Costa d'Oro Extra Virgin Olive Oil 750ml

4 tbsp

Garlic

2 cloves

Casa Rinaldi Lemon Juice 200ml

3 tbsp

Spice Cumin Ground

0.5 tsp

Metro Chef Ground Spicy Paprika 170g

1 tsp

Red Chili Pepper

1 piece

Moriachka Sea Salt 1kg

to taste

Pripravka ground black pepper 20g

to taste

Preparation steps

01

Soaking chickpeas — Rinse chickpeas under running water several times and soak for at least 8 hours or overnight. Time: 480 min. Reference: Chickpeas have absorbed water well and increased in volume.

02

Boiling chickpeas — Drain water, rinse chickpeas, cover with clean water in a ratio of 1 to 2 and cook on a low boil. Time: 90 min. Reference: Chickpeas easily mash under finger pressure.

03

Straining — Drain chickpeas through a sieve, preserving the cooking broth separately for adjusting consistency. Time: 2 min. Reference: Chickpeas are strained, broth preserved.

04

Preparing chili — Clean fresh chili from seeds to control spiciness, finely chop. Time: 3 min. Reference: Chili is ready to be added.

05

Preparing garlic — Peel garlic, crush with a pinch of salt and cumin in a mortar until it forms a paste. Time: 2 min. Reference: Garlic has formed a homogeneous paste.

06

Final blending — Transfer the cooked chickpeas to a blender bowl, add tahini, crushed garlic with chilli, lemon juice, olive oil, ground cumin and hot paprika.
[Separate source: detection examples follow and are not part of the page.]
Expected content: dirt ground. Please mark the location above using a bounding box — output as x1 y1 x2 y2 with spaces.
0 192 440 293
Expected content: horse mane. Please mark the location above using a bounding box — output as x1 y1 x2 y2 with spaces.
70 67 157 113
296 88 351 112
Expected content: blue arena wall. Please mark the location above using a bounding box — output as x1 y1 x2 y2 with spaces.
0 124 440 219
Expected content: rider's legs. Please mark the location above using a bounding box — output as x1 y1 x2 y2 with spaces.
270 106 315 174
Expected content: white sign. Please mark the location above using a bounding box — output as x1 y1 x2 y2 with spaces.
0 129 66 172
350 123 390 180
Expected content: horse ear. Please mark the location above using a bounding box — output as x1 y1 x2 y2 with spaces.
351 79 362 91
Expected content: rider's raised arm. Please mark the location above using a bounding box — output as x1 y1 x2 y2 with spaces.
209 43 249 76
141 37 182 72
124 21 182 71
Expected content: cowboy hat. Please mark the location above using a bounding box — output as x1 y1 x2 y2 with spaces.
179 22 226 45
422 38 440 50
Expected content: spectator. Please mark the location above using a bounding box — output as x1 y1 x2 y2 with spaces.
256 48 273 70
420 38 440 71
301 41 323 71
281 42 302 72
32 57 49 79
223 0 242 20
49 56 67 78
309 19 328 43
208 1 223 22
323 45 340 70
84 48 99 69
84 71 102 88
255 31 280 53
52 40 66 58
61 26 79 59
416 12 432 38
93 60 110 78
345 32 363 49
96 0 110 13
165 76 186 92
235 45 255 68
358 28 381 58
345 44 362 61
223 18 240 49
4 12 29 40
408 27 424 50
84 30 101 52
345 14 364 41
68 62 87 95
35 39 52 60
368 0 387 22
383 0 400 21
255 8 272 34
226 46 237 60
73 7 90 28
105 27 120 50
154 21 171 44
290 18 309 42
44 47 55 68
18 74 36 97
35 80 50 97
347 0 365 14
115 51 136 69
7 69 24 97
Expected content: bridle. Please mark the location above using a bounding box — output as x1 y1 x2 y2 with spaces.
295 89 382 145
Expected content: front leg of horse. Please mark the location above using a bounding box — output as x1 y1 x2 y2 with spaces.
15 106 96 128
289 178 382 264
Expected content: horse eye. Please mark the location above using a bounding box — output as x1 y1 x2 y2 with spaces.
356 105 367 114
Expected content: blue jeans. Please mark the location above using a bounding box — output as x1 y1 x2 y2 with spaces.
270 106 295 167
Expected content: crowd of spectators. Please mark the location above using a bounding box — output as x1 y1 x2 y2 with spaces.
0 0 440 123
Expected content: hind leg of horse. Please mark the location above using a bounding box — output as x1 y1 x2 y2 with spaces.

Blend until creamy and smooth, adding 2–5 tablespoons of chickpea broth if necessary to achieve the perfect consistency. Time: 2–3 minutes. Reference: the hummus should be smooth, elastic, lump-free, easy to scoop with a spoon, and have a uniform spicy aroma.

07

Tip Serve spicy hummus hot or chilled with warm pita, crispy bread, or fresh vegetables. For added spiciness, add more chili or use smoked paprika. Store in an airtight container for up to 5 days in the refrigerator.